I finally read Denise Clark Pope’s “Doing School.” I read it in one sitting, riveted by the stories of five high school students she followed during one semester. I knew about Pope’s work at Stanford University, where her research focuses on academic stress and its consequences for students’ mental, physical, and spiritual well-being. And although I’ve read numerous books about education prior to and during our Applewood School adventure, I hadn’t read her book. I’m so glad I finally did. By the time I was reading the last few pages, tears were streaming down my face. You know why? She’s telling the truth, and the truth is both moving and upsetting.
The subtitle for “Doing School” is: “How we are creating a generation of stressed out, materialistic, and miseducated students.” In fact, the five students she profiles seem like sacrificial lambs in a system that seems bent on draining discovery, engagement and joy from learning. In the process, the passion for knowledge flies out the window.
In each of students’ stories, I caught glimpses of children I know. In fact, I caught glimpses of myself, Bill and Natalie at different times in our lives. It’s easy to see how the smiling monster we call “high-achievement” or “award-winning” can seduce people (students, parents, teachers, administrators and politicians). That can be the only explanation for why ten years have gone by since the publication of Pope’s book and we still find ourselves in a society with too many school systems that perpetuate ineffective and unhealthy teaching methods.
Reading a 2005 Amazon review by an 8th grader who had read Doing School made me want to find her and ask how things turned out for her. She would be in her second year of college by now. She found the book browsing through her library’s high school/college section. At the time, she imagined becoming one of the stressed out subjects in the book and asked, “What are people going to do about it? NOTHING. It would take forever to reform all of our high schools and middle schools and odds are it wouldn’t succeed. So are we pretty much just stuck where we are?”
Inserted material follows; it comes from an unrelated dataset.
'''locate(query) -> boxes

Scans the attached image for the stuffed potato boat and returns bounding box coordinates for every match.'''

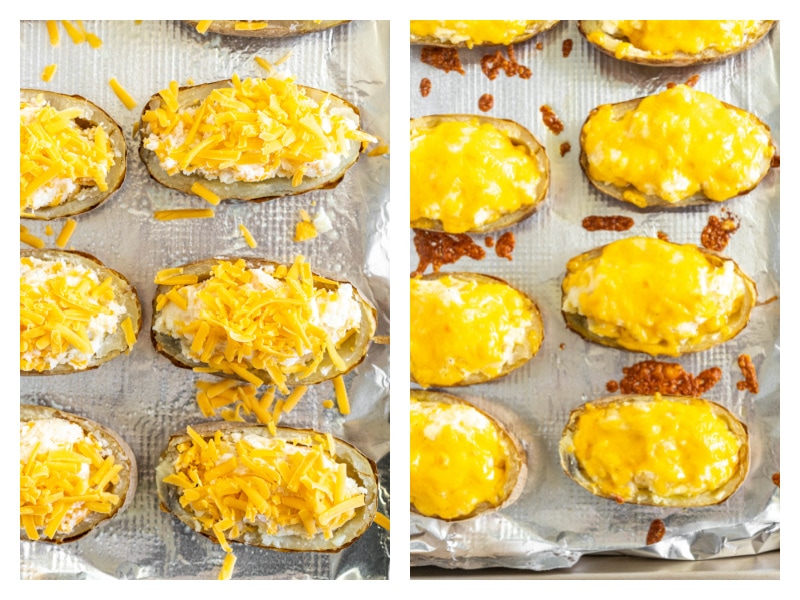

As Pope so aptly points out about the “best and brightest”: they “learn to acquire skills they will use in the future, which may indeed lead them to the lucrative careers they desire” but the path to the goal is strewn with high levels of intense competition, cheating, and destructive health habits, along with high levels of stress and hopelessness. Pope wonders what the costs are to our children and our communities. She asks an important question: “What does it take to produce a thoughtful citizenry or skilled workforce?” Her question is not: What does it take to get test scores higher? Or, what does it take to get straight A’s? Or, what does it take to get in the “best” college? The five students she profiles answer those questions.